Contrast that with the description of her mission from Times reporter Judith Miller, who not only who put out column after column of false information about the threat of weapons of mass destruction in Iraq but who -- incredibly -- was allowed to write about former anti-terrorism czar Richard Clarke's critique of President Bush's handling of terrorism after 9/11. Said Miller:
"My job was not to collect information and analyze it independently as an intelligence agency; my job was to tell readers of the New York Times as best as I could figure out, what people inside the government who had very high security clearances, who were not supposed to talk to me, were saying to one another about what they thought Iraq had and did not have in the area of weapons of mass destruction."
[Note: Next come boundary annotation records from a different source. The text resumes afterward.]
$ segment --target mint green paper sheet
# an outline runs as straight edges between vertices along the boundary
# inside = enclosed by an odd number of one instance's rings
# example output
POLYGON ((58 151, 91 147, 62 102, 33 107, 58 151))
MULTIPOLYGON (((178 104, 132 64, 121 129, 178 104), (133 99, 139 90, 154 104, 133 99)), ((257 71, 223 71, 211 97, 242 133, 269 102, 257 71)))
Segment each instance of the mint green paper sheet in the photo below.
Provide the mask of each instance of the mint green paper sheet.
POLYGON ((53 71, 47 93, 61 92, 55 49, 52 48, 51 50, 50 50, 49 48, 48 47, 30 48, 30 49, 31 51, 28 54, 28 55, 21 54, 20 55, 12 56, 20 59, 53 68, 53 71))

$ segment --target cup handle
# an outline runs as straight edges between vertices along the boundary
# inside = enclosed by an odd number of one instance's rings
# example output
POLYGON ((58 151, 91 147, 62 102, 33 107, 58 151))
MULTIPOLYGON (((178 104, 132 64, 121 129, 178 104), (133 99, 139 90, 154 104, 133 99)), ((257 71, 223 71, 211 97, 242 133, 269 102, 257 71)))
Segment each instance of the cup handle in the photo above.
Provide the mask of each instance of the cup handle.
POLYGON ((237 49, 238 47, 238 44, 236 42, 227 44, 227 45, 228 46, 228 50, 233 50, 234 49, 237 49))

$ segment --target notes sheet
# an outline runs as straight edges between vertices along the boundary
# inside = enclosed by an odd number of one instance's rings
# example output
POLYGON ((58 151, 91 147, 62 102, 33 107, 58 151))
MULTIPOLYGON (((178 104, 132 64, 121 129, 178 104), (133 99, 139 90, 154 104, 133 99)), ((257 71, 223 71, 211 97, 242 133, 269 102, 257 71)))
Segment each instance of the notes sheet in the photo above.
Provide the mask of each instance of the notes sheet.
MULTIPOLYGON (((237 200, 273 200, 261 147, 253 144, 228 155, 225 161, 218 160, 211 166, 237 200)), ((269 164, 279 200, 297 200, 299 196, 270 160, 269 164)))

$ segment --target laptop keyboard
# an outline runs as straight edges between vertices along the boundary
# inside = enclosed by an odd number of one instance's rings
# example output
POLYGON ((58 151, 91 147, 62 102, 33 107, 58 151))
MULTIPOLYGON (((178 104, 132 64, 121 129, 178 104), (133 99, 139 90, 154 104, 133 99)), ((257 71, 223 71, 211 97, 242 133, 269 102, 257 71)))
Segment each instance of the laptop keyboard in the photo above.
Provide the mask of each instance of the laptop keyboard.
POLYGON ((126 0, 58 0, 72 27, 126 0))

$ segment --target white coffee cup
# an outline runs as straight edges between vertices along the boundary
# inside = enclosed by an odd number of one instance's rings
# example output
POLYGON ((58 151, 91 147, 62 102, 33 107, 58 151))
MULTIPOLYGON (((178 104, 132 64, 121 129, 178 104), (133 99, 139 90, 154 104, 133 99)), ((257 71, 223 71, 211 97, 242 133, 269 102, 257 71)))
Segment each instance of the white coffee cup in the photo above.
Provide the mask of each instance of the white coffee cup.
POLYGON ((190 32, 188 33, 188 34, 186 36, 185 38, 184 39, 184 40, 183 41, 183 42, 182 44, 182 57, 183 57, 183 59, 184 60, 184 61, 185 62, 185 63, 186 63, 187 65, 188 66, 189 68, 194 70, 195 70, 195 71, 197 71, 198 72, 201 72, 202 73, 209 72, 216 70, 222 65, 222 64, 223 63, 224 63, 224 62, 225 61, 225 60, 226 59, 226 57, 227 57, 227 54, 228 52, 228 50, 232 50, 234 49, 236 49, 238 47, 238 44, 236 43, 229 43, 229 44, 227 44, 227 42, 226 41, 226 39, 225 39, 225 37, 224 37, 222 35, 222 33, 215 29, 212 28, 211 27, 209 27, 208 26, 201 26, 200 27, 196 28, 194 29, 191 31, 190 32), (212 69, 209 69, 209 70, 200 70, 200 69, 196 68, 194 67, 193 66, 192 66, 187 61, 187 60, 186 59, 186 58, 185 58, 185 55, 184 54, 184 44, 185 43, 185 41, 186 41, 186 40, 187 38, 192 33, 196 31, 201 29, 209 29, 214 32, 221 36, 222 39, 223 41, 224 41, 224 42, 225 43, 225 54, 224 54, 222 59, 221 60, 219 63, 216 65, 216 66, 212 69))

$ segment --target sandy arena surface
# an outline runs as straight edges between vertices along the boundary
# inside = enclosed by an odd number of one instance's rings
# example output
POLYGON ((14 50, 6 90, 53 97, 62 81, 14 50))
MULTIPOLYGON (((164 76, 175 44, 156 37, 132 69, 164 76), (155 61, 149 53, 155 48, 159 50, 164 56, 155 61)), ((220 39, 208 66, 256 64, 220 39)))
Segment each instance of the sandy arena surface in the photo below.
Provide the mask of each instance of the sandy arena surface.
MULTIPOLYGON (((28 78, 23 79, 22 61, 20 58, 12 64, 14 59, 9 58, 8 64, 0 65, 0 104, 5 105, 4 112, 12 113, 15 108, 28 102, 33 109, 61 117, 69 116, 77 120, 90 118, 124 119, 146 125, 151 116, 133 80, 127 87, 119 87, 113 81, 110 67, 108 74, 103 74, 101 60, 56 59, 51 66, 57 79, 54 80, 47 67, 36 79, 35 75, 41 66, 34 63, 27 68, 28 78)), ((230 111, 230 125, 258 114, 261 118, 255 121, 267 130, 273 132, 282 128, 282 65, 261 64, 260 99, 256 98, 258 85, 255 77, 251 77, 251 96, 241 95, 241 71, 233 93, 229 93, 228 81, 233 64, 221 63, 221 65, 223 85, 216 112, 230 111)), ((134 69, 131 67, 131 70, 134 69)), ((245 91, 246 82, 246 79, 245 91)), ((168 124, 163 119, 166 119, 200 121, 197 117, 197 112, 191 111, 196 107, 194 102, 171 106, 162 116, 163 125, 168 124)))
That the news media was complicit in building the case for war against Iraq based on false, misleading and controverted information is beyond dispute. Scot J. Paltrow in the Wall Street Journal, Chris Mooney in the Columbia Journalism Review, and especially Michael Massing in the New York Review of Books have contributed just a few of the compelling reports on the manner in which the Bush administration has consistently violated what the Times once considered a "basic principle" of democratic governance.
That complicity -- whether willing or unintended -- may have emanated from a genuine desire to do what was best for the country. But as Clarke has charged, "By invading Iraq, the president of the United States has greatly undermined the war on terrorism." And if that is true, then would it not have been more patriotic "if the press had used its freedom during this period to protest"? Or if it had exercised a healthy skepticism about the claims of the neoconservatives in the Pentagon and the likes of Ahmed Chalabi?
And though the White House may intimidate its daily press corps -- as Ken Auletta has sharply documented in the New Yorker -- the president's reelection campaign has little leverage on the political reporters. To them, George Bush is the Republican candidate for the presidency. Sure, they address him as "Mr. President." But when they frame the world, he's another career politician seeking high office.
It's time for the political writers to push, probe and prod candidate Bush just as enthusiastically as they have John Kerry and the merry band of roadkill Democratic contenders. They should be screaming for a full-blown, hour-long press conference. They cannot be satisfied with two-question opportunities from the White House press pool or Tim Russert's one-on-one on "Meet the Press."
Given how they have peppered Kerry with questions about name-calling, claims of foreign support, Botox, and other minor "issues," isn't it time to bore in on Bush regarding 9/11 and the war in Iraq?
Mr. President: Condoleezza Rice (on "Meet the Press") and Richard Clarke (in his new book) have said that the war in Iraq was part of your response to 9/11. How do you justify going to war against a country that, according to your own intelligence agencies, had nothing to do with the attacks on New York and Washington?
Mr. President: Your own former counter-terrorism czar, Richard Clarke, and others say you used the war in Iraq as a political tool to demonstrate that you were responding to international terrorism and the attack on the United States. Is that true?
Did you, as Paul O'Neill and Richard Clarke have charged, come into office with the intention of overthrowing Saddam Hussein, whether or not he posed a strategic threat to the United States?
If there were no weapons of mass destruction and no connection with al-Qaida, in what way -- specifically -- did Iraq pose a threat to the United States?
When did you decide that nation building was a good idea?
Those are just a few ideas. The esteemed national political press corps can surely come up with even better questions. But it's time to reframe the election, to take off the kid gloves, and put some crucial questions to the Republican candidate for president.